Mike lives in his own fantasy world.
And to add to that problem is National dropping to 28% in the latest RNZ poll. And Luxon in second place at 20% someway behind the odious Hipkins. But even then that number is impressive given Luxon is Mr Invisible.
Odds on, Gerry, Paul and Nicola are exiting parliament, at least!
Luxon remains THE best opposition asset, possibly ever.
Mike stop the vacuous economic commentary = NZers have lower real incomes & less wealth driven by a collapsing property market than three years ago. The Nats got into bed with the monopolists who designed banking & supermarket policy for them = throwing middle NZ under a bus = have you no clue whats been going on? You say Nats are party of economy? I thought my coauthor Sir Roger Douglas who did our pro market reforms & Sir Michael Cullen who ran surpluses & cut our public debt in half were Labour, along with Michael Joseph Savage?

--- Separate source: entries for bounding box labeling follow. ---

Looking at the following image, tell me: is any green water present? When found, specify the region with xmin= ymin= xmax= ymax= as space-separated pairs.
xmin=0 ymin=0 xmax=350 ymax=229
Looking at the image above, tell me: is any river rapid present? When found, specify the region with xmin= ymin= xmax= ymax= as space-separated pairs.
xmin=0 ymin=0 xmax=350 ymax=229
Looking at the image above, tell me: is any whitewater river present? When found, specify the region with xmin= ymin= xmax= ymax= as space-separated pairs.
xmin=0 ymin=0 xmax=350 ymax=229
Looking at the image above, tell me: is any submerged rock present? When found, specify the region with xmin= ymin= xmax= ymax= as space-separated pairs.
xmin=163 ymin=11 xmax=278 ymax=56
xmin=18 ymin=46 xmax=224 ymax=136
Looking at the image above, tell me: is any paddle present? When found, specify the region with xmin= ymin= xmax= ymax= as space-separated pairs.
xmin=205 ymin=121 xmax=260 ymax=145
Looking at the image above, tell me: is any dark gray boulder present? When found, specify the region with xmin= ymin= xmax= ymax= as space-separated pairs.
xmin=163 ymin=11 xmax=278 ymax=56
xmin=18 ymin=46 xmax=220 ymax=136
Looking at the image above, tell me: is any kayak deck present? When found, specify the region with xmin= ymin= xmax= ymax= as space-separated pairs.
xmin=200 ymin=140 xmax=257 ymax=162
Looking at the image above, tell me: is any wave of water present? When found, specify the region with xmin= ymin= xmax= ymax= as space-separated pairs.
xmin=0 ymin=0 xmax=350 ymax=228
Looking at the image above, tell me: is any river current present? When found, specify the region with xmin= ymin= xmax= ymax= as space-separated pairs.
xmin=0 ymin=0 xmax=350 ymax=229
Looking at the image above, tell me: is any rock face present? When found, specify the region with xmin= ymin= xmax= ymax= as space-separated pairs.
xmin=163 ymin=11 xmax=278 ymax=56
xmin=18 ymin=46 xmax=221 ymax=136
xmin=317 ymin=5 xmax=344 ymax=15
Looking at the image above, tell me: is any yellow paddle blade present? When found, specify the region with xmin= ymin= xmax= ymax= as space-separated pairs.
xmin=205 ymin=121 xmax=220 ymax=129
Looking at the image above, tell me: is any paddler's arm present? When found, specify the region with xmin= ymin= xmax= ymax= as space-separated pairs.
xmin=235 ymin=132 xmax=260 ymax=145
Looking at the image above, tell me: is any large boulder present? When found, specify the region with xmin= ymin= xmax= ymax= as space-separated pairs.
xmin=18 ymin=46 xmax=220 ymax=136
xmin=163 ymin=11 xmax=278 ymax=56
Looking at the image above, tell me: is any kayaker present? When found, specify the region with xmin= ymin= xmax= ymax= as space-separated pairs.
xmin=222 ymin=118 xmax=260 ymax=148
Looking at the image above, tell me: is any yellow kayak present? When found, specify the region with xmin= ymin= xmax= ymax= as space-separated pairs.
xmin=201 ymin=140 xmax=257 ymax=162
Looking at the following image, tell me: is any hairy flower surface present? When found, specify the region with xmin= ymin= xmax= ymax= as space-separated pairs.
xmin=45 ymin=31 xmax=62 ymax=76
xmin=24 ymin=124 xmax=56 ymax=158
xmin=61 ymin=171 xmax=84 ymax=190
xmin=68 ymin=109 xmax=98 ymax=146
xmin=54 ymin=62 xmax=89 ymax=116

The Nats will struggle to get re-elected since they did backroom deals that shafted middle NZ and engaged a comms team to do their compulsory Kiwisaver announcement whilst never once consulting a single economist nor former Finance Minister who'd been working out how to do it for tye padt two decades. It was a shallow nothingness by English major Willis who publicly declared her strident opposition to the same policy she now supports when she came on the Platform Show to attack me. How can Nats and ACT sink so low?
“They are the adults in the room.“ They are the ones who will sink the coalition because they are its weakest performers.
If people haven’t figured out by now that betting the house on a political party isn’t the brightest idea then we really are heading for the precipice. We are in desperate need of good people, fit for purpose, with their hands on the levers of power. But no. We love our electoral circuses too much!
It is a year to the day since Prof MacCulloch last contributed with his argument about funding NZ superannuation and healthcare by using the first 54K of individuals taxation to fund Superannuation Health and Insurance into their own private scheme administered by IRD.
Clearly it works and the fund multiplies rapidly, however then and now the "elephant in the room" is not discussed or case proven.
The Government needs the same taxation to fund NZ budget requirements annually.
The personal taxation has to be replaced with another form of funding the annual budget until the Superfund gains compound interest traction.
There could not be a better time pre election to simply and factually state the case for funding your policy. NZ needs the discussion badly.